Exposição no Masp reúne telas, desenhos e esculturas do mestre moderno Amedeo Modigliani a partir desta quinta-feira

Divulgação
"Grande Figura Nua Deitada", tela de 1918 que está na mostra do Masp
"Grande Figura Nua Deitada", tela de 1918 que está na mostra do Masp

SILAS MARTÍ
DE SÃO PAULO

Durou só três horas a primeira e única mostra individual que Amedeo Modigliani fez em vida. Quando o artista expôs 33 nus femininos numa galeria parisiense em 1917, a polícia interditou a exposição no vernissage, alegando ser um atentado ao pudor.

Diante de suas telas, no entanto, essa acusação espanta. Seus nus, um deles agora peça-chave da grande mostra do artista italiano que começa no Masp nesta quinta, não têm quase nada de lascívia.

Modigliani, que morreu tísico aos 36 anos, em 1920, foi para os críticos um retratista da alma, um artista que mergulhava na psique de seus modelos. Na cultura popular, é o cara que pintava homens e mulheres de pescoços alongados e traços angulosos.

E uma coisa não anula a outra. Sua forma de ver o mundo partiu de uma noção clara da cultura clássica, grega e renascentista. Passou pela influência de vanguardistas -Brancusi, na escultura, e Cézanne, na pintura- e terminou distorcida por uma visão arraigada em conceitos e números da cabala judaica.

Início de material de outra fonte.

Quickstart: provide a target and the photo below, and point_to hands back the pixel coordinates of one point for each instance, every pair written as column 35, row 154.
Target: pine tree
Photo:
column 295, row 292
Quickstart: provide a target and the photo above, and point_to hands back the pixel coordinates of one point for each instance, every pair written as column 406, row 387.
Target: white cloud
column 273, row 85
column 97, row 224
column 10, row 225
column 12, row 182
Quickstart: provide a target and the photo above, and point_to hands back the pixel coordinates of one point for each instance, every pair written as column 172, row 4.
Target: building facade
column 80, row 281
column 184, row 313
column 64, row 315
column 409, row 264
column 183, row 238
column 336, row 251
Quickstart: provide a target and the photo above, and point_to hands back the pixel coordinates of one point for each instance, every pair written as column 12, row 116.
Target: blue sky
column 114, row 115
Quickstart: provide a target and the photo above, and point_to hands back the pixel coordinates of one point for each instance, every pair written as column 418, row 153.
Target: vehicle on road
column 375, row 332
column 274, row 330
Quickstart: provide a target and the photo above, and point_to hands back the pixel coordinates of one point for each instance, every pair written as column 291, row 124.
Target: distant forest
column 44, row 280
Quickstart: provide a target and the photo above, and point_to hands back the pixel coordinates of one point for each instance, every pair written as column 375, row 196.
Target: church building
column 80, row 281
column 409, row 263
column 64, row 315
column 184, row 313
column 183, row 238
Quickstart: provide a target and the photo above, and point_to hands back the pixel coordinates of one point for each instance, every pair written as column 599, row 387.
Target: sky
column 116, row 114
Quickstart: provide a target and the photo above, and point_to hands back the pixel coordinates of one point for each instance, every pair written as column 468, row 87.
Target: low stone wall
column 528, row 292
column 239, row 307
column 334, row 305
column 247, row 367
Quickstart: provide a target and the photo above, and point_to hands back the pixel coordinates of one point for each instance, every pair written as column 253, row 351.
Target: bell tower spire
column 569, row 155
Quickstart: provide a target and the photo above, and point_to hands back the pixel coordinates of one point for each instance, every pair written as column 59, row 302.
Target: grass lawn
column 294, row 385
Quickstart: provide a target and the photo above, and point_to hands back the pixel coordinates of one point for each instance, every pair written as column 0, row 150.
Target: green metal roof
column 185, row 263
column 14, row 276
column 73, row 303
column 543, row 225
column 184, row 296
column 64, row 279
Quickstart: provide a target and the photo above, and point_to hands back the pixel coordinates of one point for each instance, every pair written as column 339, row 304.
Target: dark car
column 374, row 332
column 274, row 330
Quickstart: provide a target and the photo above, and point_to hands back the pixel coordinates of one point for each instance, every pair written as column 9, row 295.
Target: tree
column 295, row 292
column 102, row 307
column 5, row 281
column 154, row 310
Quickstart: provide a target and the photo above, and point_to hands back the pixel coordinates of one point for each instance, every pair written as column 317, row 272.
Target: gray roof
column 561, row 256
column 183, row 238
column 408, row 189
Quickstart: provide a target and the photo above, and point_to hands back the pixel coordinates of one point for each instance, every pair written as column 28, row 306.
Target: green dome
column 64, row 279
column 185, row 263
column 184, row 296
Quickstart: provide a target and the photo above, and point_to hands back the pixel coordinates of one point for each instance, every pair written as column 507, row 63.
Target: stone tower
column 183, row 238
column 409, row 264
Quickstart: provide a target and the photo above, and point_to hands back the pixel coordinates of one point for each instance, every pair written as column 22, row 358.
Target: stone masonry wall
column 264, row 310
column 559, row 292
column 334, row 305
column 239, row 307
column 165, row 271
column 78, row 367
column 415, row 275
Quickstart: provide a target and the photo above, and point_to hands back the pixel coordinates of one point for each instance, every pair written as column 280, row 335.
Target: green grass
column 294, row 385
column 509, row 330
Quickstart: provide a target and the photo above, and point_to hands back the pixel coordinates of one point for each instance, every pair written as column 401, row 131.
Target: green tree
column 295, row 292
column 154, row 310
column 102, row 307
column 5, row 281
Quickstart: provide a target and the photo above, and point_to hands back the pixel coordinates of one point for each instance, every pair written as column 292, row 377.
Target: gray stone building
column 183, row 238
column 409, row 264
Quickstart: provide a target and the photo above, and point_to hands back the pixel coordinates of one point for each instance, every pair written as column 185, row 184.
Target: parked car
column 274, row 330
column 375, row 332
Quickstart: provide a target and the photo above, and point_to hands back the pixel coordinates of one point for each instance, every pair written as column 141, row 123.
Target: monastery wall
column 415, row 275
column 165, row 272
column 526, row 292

Talvez por esses e outros motivos suas mulheres nuas jamais teriam a volúpia ou o realismo do que fez Gustave Courbet com o sexo escancarado da modelo no clássico "A Origem do Mundo", nem mesmo as segundas intenções da "Olympia", de Manet.

"É uma visão traumática do corpo feminino, sem provocações ou sedução", analisa Christian Parisot, um dos curadores da mostra no Masp. "Aspectos anatômicos não interessam, já que ele propõe uma nova dinâmica do corpo feminino, inaugura uma sensualidade distinta."

RETRATO DE CÉLINE

Em sua "Grande Figura Nua Deitada", que estará no Masp, Modigliani retratou Céline Howard, mulher de um escultor americano em Paris.

"Ela posou três vezes para ele, sempre ao lado do marido cão de guarda", conta o crítico Olívio Guedes.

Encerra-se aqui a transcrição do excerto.